El sueño de un Estado americano unificado forma parte de los planes políticos de Simón Bolívar, a los que San Martín -pese a algunos caballerosos gestos de conciliación hacia su colega venezolano- nunca adhirió plenamente.

Finalmente, como queda dicho, la lucha militar y política del General San Martín fue contra el poder realista, cuyos ejércitos de ningún modo podían ser considerados "invasores", al menos no en la Lima virreinal, en donde hasta 1821 (fecha de la independencia del Perú) representaban la legitimidad política y militar.

Muy diferente es la consideración de los ejércitos realistas del Alto Perú que pretendían avanzar sobre la frontera Norte de las Provincias Unidas del Río de la Plata, porque estas operaciones tuvieron lugar después de que aquéllas iniciaran su andadura independiente en 1810. Que Güemes haya combatido contra el invasor realista no significa, sin más, que todo el enemigo merezca la consideración histórica de "invasor".

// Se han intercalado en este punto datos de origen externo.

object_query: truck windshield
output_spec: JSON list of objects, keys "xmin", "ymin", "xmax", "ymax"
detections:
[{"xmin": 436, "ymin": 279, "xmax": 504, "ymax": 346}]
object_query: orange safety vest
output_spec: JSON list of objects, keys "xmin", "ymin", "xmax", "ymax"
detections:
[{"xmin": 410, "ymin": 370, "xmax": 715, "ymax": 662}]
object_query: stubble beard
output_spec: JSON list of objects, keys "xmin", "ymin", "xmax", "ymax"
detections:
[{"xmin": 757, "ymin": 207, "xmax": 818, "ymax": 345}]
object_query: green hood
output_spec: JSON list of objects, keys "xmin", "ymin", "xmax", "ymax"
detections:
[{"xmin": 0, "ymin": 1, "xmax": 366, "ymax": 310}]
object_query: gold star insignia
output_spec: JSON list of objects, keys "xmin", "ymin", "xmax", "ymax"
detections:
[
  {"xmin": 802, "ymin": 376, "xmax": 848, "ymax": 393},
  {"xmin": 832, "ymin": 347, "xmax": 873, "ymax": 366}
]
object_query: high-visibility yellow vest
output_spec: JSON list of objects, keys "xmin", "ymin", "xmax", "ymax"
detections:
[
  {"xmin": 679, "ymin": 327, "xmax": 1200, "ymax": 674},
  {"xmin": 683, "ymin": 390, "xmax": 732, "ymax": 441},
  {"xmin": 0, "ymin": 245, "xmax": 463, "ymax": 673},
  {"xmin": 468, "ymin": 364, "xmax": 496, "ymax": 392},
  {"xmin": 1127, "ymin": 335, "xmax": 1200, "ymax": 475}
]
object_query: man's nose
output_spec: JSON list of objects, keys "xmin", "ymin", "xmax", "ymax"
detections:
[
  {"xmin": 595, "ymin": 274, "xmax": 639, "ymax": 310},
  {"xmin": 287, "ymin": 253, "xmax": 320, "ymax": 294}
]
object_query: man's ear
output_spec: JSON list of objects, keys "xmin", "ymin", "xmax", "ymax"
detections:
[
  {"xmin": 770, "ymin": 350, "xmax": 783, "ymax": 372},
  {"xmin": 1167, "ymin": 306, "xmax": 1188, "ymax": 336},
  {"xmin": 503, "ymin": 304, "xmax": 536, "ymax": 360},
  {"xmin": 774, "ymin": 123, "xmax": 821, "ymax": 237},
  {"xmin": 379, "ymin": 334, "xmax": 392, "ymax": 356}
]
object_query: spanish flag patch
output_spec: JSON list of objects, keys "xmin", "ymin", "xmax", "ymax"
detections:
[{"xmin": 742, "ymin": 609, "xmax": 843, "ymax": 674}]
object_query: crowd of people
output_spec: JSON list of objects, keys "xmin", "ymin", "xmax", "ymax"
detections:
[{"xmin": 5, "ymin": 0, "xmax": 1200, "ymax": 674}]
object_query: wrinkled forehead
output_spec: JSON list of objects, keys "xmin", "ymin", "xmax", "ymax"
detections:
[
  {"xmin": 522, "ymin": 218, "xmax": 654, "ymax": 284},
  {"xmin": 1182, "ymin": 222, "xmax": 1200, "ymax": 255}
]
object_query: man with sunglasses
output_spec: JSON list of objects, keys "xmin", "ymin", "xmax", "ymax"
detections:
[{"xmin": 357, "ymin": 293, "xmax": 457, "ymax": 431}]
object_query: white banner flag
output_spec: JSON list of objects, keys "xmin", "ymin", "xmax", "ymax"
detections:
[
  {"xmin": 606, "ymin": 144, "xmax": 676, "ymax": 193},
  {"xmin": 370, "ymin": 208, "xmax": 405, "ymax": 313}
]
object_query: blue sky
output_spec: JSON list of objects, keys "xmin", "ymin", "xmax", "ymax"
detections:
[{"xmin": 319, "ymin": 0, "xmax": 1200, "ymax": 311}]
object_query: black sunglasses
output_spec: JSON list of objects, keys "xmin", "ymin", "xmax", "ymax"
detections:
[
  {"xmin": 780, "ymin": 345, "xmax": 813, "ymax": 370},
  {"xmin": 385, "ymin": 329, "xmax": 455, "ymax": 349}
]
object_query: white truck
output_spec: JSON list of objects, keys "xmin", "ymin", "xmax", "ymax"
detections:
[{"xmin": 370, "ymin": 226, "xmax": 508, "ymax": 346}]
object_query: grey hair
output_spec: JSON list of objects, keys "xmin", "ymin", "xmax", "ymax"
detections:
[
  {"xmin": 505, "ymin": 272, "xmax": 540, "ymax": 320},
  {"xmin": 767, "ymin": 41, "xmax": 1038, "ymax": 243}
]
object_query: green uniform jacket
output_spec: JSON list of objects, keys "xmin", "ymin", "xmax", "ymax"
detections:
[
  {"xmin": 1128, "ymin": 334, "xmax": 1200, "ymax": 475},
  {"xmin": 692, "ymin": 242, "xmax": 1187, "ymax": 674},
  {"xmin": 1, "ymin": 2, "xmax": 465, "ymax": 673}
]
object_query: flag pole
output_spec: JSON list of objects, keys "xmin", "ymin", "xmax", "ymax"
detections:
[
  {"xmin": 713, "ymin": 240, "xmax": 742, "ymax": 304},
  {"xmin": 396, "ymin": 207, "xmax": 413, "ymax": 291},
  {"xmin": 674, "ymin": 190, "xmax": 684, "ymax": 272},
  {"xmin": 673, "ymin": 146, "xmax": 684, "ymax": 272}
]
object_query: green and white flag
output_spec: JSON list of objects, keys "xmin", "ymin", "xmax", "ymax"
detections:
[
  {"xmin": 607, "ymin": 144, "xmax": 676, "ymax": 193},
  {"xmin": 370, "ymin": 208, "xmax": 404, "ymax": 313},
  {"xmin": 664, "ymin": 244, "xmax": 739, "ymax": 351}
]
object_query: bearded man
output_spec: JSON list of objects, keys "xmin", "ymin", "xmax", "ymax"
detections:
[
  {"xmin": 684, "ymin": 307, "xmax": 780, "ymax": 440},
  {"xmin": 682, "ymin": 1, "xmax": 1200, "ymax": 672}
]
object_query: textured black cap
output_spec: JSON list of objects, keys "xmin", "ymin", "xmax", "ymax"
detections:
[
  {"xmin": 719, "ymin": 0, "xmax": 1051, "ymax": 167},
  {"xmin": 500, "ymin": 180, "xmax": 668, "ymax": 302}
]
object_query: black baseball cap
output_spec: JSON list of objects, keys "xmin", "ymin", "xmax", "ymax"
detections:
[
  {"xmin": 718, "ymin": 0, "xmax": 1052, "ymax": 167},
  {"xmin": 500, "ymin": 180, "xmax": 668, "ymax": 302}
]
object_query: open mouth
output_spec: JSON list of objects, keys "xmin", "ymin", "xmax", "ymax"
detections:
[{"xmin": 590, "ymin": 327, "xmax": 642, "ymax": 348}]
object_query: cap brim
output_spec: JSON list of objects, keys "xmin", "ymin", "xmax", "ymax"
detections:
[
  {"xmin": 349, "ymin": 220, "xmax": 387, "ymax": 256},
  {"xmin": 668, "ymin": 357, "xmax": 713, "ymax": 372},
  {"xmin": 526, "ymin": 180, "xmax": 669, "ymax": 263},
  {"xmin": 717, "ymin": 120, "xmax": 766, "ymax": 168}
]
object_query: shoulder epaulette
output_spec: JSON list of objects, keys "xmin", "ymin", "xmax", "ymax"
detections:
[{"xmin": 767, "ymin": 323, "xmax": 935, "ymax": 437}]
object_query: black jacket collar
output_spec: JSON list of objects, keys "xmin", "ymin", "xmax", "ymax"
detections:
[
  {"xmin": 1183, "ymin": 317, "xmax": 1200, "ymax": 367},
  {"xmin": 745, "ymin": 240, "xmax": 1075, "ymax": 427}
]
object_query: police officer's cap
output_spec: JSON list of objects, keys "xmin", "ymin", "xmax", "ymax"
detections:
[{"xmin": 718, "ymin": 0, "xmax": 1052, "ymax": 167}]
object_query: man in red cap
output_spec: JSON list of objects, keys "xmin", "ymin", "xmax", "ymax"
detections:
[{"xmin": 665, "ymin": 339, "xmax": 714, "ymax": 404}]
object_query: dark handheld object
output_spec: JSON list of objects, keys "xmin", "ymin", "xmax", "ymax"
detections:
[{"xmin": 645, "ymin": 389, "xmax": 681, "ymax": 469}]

Salvo, claro está, que la ministra Diez haya abandonado subrepticiamente su militancia dentro del llamado "grupo principal" de Salta y se haya embanderado tardíamente en las filas del indigenismo.

La próxima vez que se presente una ocasión similar, el Gobernador de Salta haría bien en encomendarle el discurso patriótico al iletrado intendente Corimayo, quien pese a no dirigir un fortín gaucho, ni un ministerio mediador, ni poseer un diploma universitario, conoce mejor a San Martín, a Perón y a los realistas, que la señora María Inés Diez.

Con mayor acierto, Corimayo habría reconocido que el "nuevo enemigo" (la pobreza y la inequidad) no solo se derrota con convicción y compromiso, sino también con decencia. Un componente que explica por qué el gobierno que integra la señora Diez está perdiendo de modo estrepitoso esta nueva guerra.